Paulsen considers it to be a waste of resources that peoples working hours hasn't decreased as technology has moved forward. As well as claimed that work is increasingly losing its ability to create value. Instead, Paulsen claims, that work takes on a religious function in contemporary society, and acts like a mechanism of distributing resources.

When asked why he thinks it is an important question for people who vote in political elections to create more work. Paulsen responded:

"It's an absurd idea, all politicians today want to create jobs. The only thing that is being discussed is technical aspects of how that is going to be achieved. But it is also obvious that one does not win elections by promising that there are going to be more people without any work, but the question of shortening working time has been swept under the rug completely.
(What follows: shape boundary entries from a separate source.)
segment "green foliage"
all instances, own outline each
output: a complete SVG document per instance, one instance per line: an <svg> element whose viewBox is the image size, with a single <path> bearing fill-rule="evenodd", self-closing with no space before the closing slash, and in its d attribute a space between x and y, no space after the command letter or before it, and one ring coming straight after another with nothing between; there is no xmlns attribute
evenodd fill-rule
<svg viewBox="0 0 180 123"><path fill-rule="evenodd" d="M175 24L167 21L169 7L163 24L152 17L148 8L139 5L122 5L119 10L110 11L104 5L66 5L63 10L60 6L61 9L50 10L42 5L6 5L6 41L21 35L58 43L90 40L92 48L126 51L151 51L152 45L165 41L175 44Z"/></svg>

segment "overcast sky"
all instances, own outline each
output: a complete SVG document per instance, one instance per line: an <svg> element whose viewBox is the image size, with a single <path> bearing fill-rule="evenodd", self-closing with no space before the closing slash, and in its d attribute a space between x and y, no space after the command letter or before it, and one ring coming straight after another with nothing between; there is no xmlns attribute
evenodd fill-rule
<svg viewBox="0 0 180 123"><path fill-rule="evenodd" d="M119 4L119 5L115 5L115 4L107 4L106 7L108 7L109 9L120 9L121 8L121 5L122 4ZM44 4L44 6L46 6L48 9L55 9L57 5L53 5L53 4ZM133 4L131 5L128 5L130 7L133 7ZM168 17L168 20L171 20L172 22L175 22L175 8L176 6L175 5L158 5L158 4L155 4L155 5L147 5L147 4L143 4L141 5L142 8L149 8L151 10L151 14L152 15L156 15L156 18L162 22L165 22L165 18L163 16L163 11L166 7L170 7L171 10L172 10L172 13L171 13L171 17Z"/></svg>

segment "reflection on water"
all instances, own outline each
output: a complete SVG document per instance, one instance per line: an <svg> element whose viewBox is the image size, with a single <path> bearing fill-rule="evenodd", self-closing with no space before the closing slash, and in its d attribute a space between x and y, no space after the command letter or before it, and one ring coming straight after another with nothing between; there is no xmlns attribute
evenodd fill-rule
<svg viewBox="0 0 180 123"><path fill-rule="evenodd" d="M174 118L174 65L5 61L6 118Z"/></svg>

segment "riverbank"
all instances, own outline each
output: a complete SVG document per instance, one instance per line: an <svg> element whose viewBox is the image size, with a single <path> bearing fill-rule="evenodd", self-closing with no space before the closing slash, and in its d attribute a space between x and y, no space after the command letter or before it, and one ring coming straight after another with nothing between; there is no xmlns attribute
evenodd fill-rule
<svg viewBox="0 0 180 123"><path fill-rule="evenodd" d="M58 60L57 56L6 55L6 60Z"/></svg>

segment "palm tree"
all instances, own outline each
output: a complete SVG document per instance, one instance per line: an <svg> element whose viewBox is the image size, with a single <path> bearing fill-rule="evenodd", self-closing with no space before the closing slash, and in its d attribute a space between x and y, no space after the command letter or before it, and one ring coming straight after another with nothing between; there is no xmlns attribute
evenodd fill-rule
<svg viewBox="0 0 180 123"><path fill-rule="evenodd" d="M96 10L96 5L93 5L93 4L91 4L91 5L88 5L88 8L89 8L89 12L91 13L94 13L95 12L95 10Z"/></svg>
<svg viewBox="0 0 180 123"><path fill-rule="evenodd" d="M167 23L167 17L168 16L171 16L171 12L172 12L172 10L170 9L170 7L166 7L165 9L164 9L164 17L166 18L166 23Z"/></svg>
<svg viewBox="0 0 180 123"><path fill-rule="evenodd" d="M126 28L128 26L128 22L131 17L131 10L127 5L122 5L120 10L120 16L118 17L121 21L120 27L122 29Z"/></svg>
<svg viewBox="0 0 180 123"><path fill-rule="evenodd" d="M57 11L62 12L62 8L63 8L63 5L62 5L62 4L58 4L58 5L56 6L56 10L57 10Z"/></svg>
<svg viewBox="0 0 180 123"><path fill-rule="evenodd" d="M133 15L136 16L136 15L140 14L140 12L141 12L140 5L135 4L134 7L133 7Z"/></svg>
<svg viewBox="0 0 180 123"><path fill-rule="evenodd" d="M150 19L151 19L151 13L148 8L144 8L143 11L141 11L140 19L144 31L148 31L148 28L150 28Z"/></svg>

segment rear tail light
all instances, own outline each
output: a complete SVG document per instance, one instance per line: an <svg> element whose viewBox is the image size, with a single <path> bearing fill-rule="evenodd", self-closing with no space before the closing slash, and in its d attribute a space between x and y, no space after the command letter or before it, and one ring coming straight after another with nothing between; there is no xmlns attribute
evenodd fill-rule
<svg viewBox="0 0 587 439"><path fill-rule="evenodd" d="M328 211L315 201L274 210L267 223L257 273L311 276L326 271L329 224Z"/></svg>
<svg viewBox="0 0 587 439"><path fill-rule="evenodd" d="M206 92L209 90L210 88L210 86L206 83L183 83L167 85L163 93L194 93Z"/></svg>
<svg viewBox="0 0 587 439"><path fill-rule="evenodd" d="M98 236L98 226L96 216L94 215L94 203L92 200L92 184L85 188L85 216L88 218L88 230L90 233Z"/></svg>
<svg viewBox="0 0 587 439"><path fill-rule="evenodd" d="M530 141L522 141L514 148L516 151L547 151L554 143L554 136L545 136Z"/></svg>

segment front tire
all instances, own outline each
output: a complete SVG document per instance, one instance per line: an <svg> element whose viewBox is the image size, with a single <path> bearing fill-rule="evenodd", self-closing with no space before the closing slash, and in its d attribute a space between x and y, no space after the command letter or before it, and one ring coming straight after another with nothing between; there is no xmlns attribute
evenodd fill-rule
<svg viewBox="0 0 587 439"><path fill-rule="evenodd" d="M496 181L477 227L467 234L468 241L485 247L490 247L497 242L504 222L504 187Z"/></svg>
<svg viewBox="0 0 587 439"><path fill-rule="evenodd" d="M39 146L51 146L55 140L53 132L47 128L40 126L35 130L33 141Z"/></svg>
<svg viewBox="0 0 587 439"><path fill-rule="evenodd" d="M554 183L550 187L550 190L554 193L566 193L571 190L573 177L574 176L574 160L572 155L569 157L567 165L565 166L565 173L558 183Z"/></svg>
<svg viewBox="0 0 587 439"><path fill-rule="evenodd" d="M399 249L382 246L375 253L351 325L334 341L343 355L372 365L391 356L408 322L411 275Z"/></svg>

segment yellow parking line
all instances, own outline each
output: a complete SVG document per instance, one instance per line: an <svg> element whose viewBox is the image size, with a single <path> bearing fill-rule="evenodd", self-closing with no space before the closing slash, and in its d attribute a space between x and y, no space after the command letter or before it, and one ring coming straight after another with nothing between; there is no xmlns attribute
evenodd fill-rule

In the past, we worked to create growth, now we want growth to create jobs."

== Bibliography ==
- Arbetssamhället - Hur arbetet överlevde teknologin (Gleerups, 2010)
- Empty labor: Subjectivity and idleness at work (Uppsala universitet, cop. 2013)
- Empty Labor: Idleness and Workplace Resistance (Cambridge University Press, 2014)
- We merely obey: A story about the public employment service (Vi bara lyder: En berättelse om Arbetsförmedlingen) (Atlas, 2015)
- Return to Meaning: A Social Science with Something to Say (Oxford University Press, 2017) (with Mats Alvesson and Yiannis Gabriel)
- What if: a study of anxiety (Tänk om : en studie i oro) (Albert Bonniers Förlag, 2020)
- Why We Worry: A Sociological Explanation (Routledge, 2024)
- Avbegåvad (Detalented) (Albert Bonniers Förlag, 2026)

== Awards ==
- 27th International Labor Process Conference Award for best doctoral paper (2009)
- Winner of The Nordic Sociological Association Competition for Junior Sociologists (2010)
- Wallanderstipendiet from Jan Wallanders & Tom Hedelius foundation (2014)
- Johan Hansson-priset (2015)
- Natur & Kultur's debate-book price (2015)
- European Group for Organizational Studies (EGOS) book award (17 June 2017)
- The documentary Vi bara lyder (We merely obey) which is based on Paulsens work won the International Documentary Film Festival Amsterdam's price for best short documentary in 2017.